Auto industry
Auto industry hits bumpy road
USA Today
The U.S. auto industry's predictable patterns have given way to upheaval in the past year.
The turmoil means that you should be open-minded if you're a shopper, wary if you're an investor, nervous if you're an auto executive and delighted if you're merely a spectator because the auto industry's again good sport to watch.
Consider:
General Motors has halted its market-share slide, boosted quality scores, improved productivity and made headway on earnings.

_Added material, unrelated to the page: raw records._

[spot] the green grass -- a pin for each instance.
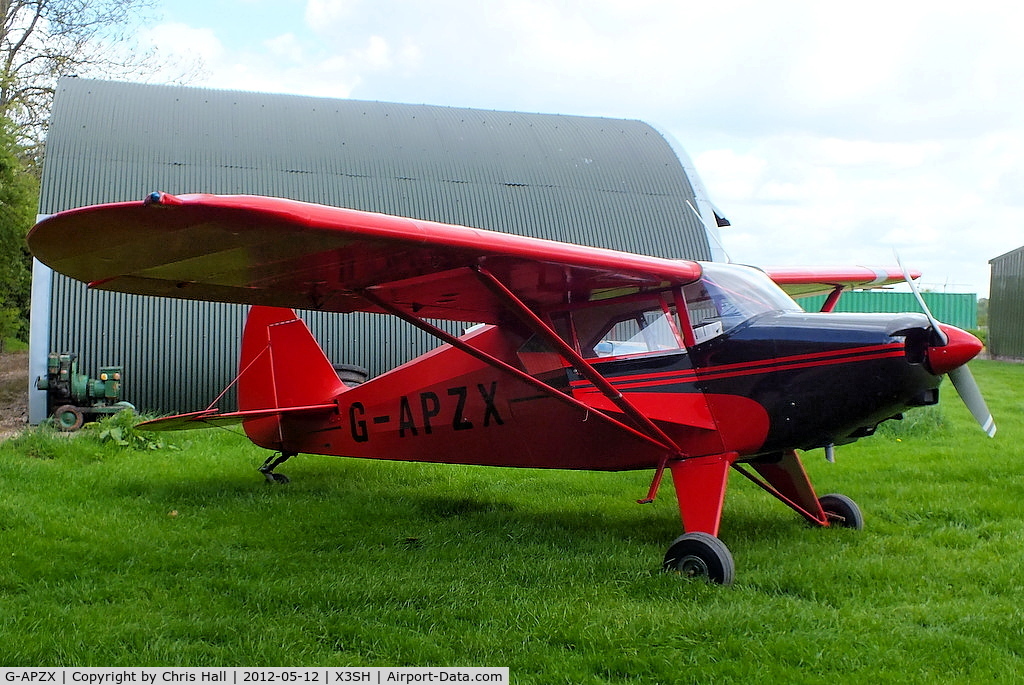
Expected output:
(111, 556)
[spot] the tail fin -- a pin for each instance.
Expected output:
(282, 366)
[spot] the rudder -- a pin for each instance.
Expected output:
(282, 366)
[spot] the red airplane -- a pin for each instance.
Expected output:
(586, 358)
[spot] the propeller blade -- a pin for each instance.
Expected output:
(921, 300)
(964, 381)
(961, 376)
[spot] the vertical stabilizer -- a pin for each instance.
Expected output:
(281, 366)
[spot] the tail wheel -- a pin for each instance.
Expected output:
(842, 511)
(702, 556)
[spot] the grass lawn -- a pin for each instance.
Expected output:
(185, 556)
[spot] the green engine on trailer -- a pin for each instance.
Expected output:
(71, 396)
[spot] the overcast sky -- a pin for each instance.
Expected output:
(827, 133)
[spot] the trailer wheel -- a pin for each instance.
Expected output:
(69, 418)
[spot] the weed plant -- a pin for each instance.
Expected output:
(115, 555)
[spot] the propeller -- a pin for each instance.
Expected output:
(952, 358)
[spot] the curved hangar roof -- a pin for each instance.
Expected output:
(605, 182)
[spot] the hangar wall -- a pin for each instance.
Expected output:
(614, 183)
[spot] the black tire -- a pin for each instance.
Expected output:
(700, 555)
(69, 418)
(842, 511)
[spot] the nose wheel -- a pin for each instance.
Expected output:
(701, 556)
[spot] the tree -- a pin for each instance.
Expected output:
(42, 40)
(18, 199)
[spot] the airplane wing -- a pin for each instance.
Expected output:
(803, 282)
(270, 251)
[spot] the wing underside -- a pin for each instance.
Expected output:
(270, 251)
(804, 282)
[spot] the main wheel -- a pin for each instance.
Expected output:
(700, 555)
(69, 418)
(842, 511)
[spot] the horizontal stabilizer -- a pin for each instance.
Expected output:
(214, 418)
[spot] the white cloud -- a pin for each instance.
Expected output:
(826, 133)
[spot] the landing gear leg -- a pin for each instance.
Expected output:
(272, 462)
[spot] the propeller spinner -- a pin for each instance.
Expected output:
(954, 349)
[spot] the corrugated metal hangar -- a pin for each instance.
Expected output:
(606, 182)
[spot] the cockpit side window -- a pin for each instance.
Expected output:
(633, 326)
(727, 296)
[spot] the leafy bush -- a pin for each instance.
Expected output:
(122, 430)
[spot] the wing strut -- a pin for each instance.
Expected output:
(580, 364)
(489, 359)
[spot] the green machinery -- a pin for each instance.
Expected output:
(72, 396)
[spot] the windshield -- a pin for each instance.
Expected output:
(727, 295)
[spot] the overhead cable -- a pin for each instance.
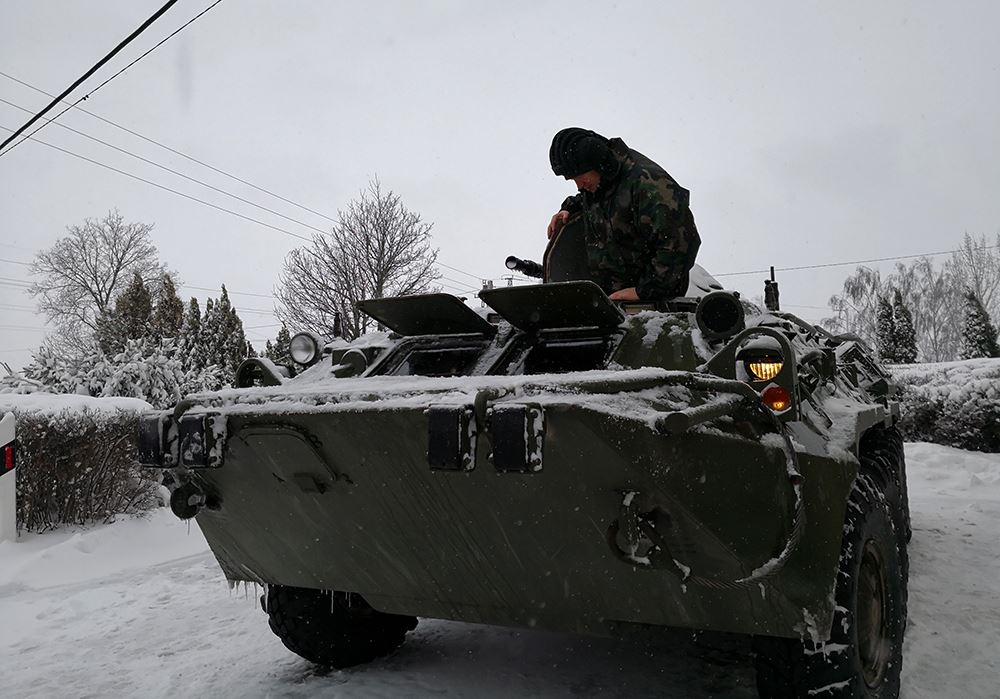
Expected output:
(125, 42)
(168, 189)
(175, 172)
(175, 151)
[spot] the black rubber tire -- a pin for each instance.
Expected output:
(863, 656)
(334, 629)
(883, 451)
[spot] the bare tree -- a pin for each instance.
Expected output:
(83, 273)
(932, 294)
(377, 248)
(977, 265)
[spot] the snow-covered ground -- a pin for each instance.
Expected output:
(140, 609)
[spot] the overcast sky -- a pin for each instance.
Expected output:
(808, 133)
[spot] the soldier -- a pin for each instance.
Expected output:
(640, 233)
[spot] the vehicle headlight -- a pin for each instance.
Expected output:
(304, 348)
(763, 369)
(762, 359)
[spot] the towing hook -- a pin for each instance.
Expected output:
(187, 500)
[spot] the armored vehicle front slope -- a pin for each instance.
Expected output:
(566, 464)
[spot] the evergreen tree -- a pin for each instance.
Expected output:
(223, 339)
(168, 317)
(279, 351)
(904, 337)
(979, 336)
(884, 331)
(189, 343)
(208, 332)
(130, 319)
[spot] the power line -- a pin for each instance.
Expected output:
(125, 42)
(175, 172)
(12, 282)
(233, 293)
(176, 152)
(845, 264)
(168, 189)
(455, 269)
(25, 282)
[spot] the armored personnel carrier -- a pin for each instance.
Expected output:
(557, 461)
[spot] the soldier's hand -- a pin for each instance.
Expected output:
(557, 222)
(626, 295)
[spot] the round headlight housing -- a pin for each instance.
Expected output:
(304, 348)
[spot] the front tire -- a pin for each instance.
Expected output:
(334, 629)
(863, 657)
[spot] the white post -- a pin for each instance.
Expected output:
(8, 490)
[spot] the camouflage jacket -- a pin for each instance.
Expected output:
(640, 231)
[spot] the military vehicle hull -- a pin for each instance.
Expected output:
(562, 466)
(345, 499)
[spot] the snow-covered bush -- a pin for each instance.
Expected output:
(77, 460)
(954, 403)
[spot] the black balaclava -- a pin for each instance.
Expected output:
(575, 151)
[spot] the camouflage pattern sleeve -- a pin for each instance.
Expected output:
(663, 220)
(573, 204)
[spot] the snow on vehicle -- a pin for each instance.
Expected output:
(567, 464)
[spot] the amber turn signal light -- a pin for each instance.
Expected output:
(777, 398)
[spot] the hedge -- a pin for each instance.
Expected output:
(76, 460)
(954, 403)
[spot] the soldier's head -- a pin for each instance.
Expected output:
(583, 156)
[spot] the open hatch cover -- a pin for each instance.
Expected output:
(576, 304)
(426, 314)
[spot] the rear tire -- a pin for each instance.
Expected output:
(863, 657)
(335, 629)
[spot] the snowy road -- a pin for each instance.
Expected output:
(140, 609)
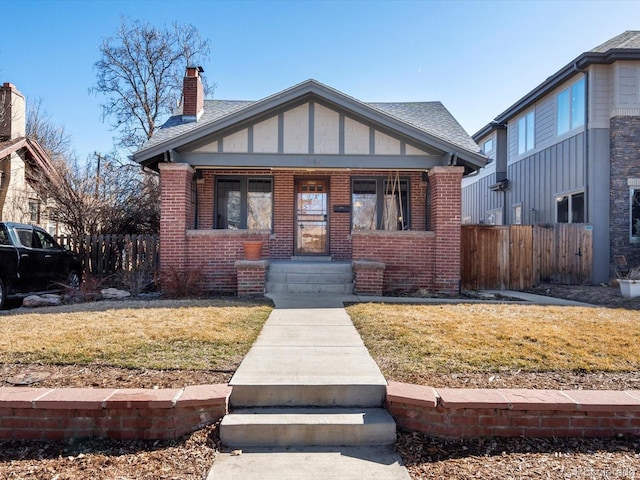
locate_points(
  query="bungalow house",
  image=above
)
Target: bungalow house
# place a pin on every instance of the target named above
(313, 174)
(20, 156)
(567, 152)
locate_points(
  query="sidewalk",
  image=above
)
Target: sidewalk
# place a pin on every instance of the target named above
(309, 353)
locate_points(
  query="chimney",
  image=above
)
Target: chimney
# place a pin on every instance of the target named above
(12, 113)
(192, 94)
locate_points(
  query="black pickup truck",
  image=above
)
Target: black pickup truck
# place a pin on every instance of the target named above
(32, 262)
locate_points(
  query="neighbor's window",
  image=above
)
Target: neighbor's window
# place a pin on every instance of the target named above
(526, 132)
(517, 214)
(34, 211)
(570, 208)
(635, 212)
(380, 204)
(571, 108)
(487, 147)
(244, 203)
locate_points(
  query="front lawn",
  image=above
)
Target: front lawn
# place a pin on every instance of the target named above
(411, 341)
(178, 334)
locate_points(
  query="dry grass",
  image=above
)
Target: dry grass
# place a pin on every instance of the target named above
(186, 334)
(408, 341)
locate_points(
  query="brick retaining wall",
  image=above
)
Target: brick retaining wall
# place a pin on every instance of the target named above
(147, 414)
(474, 413)
(125, 414)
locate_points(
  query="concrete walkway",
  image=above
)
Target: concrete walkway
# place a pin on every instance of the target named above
(308, 354)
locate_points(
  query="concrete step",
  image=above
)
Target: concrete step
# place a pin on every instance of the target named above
(318, 288)
(310, 463)
(277, 427)
(278, 266)
(323, 278)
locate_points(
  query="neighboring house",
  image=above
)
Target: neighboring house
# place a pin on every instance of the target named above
(569, 151)
(19, 158)
(312, 172)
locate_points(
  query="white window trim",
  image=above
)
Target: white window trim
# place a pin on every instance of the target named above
(527, 151)
(572, 131)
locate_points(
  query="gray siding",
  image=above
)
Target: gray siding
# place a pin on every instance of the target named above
(545, 121)
(478, 199)
(536, 180)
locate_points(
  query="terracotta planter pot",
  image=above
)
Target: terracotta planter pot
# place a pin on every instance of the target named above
(252, 250)
(629, 288)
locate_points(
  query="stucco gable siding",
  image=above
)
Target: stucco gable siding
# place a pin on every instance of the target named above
(265, 136)
(296, 130)
(411, 150)
(326, 130)
(356, 137)
(208, 148)
(236, 142)
(386, 145)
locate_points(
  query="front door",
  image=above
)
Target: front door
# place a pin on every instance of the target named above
(311, 217)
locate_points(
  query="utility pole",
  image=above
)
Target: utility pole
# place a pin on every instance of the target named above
(99, 158)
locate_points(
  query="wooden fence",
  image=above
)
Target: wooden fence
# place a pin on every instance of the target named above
(105, 255)
(518, 257)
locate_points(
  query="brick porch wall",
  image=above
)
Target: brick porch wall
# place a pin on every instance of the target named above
(413, 259)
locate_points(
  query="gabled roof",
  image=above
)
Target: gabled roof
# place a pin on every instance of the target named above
(31, 149)
(427, 122)
(625, 46)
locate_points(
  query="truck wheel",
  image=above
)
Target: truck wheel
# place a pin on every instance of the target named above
(74, 279)
(3, 294)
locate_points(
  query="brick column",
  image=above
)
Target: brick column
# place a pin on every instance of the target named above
(176, 215)
(252, 277)
(446, 194)
(369, 277)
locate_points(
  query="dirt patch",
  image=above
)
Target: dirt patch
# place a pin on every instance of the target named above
(599, 295)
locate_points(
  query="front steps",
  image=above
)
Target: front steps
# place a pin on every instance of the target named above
(281, 427)
(308, 381)
(309, 275)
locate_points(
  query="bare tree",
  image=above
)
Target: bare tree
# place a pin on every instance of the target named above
(140, 75)
(50, 136)
(120, 199)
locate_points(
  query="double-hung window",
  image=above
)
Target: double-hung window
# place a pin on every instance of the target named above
(380, 204)
(570, 208)
(634, 207)
(244, 203)
(526, 132)
(570, 108)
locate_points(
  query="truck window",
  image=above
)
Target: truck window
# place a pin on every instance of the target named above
(25, 237)
(45, 240)
(4, 236)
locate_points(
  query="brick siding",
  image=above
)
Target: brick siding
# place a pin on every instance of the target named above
(413, 259)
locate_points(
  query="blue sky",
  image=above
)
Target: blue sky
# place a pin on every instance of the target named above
(477, 57)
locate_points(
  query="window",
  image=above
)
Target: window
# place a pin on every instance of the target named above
(517, 214)
(526, 133)
(570, 208)
(34, 211)
(244, 203)
(571, 108)
(635, 212)
(380, 204)
(494, 217)
(487, 147)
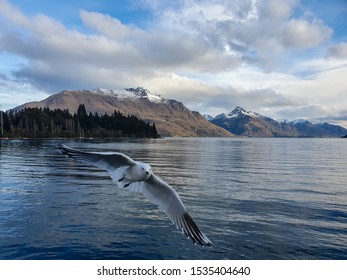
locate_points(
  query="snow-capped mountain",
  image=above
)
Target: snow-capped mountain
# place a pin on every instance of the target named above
(171, 117)
(131, 93)
(247, 123)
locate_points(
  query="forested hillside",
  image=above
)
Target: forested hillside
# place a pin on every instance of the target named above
(46, 123)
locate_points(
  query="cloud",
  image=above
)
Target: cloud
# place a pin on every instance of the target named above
(338, 51)
(212, 55)
(301, 34)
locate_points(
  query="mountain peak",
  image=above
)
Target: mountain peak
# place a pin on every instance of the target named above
(239, 112)
(131, 93)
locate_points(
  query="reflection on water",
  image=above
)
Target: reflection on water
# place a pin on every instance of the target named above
(254, 198)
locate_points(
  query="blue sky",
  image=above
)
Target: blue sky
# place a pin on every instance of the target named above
(286, 59)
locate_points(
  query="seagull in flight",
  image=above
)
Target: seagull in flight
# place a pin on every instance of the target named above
(137, 176)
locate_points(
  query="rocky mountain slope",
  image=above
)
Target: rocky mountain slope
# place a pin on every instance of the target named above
(171, 117)
(247, 123)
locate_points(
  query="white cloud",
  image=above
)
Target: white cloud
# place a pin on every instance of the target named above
(338, 51)
(301, 34)
(212, 55)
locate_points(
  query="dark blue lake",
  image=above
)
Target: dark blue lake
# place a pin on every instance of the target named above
(254, 198)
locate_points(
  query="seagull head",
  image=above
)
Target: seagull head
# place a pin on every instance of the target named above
(145, 169)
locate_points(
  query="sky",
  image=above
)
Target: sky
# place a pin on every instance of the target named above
(286, 59)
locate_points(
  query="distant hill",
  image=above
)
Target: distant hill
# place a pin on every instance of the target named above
(247, 123)
(171, 117)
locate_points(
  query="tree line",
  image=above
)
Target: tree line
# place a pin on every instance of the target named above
(57, 123)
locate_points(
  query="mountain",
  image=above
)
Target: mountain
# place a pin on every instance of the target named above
(248, 123)
(317, 129)
(171, 117)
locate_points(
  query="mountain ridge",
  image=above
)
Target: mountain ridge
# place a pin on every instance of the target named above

GM's new models are considered exciting and innovative.
Ford, threatening to overtake No. 1 GM in sales a year ago, has lost nearly 2 percentage points of market share, been beset by vehicle-quality problems and had two high-profile recalls involving potentially faulty Firestone tires on its popular Explorer sport utility vehicle.
Ford's fighting to regain momentum and again threaten GM's lead. GM's hoping its new truck models and aggressive marketing amount to a concrete anchor for foundering Ford.
But there's a big shadow over that fight, cast by Japan's Big Three Toyota, Honda and Nissan. Already riding high in the car market, they now are scoring success after success in light trucks pickups, minivans and sport utility vehicles where Detroit has made its profits recently.
The Japanese trio is opening more factories in the United States and expanding others, mainly to build trucks, while Detroit has cut, even halted, production to avoid a glut of unsold vehicles.
"The Japanese new-product threat is not serious," warns Merrill Lynch auto analyst John Casesa, "it's worse than that."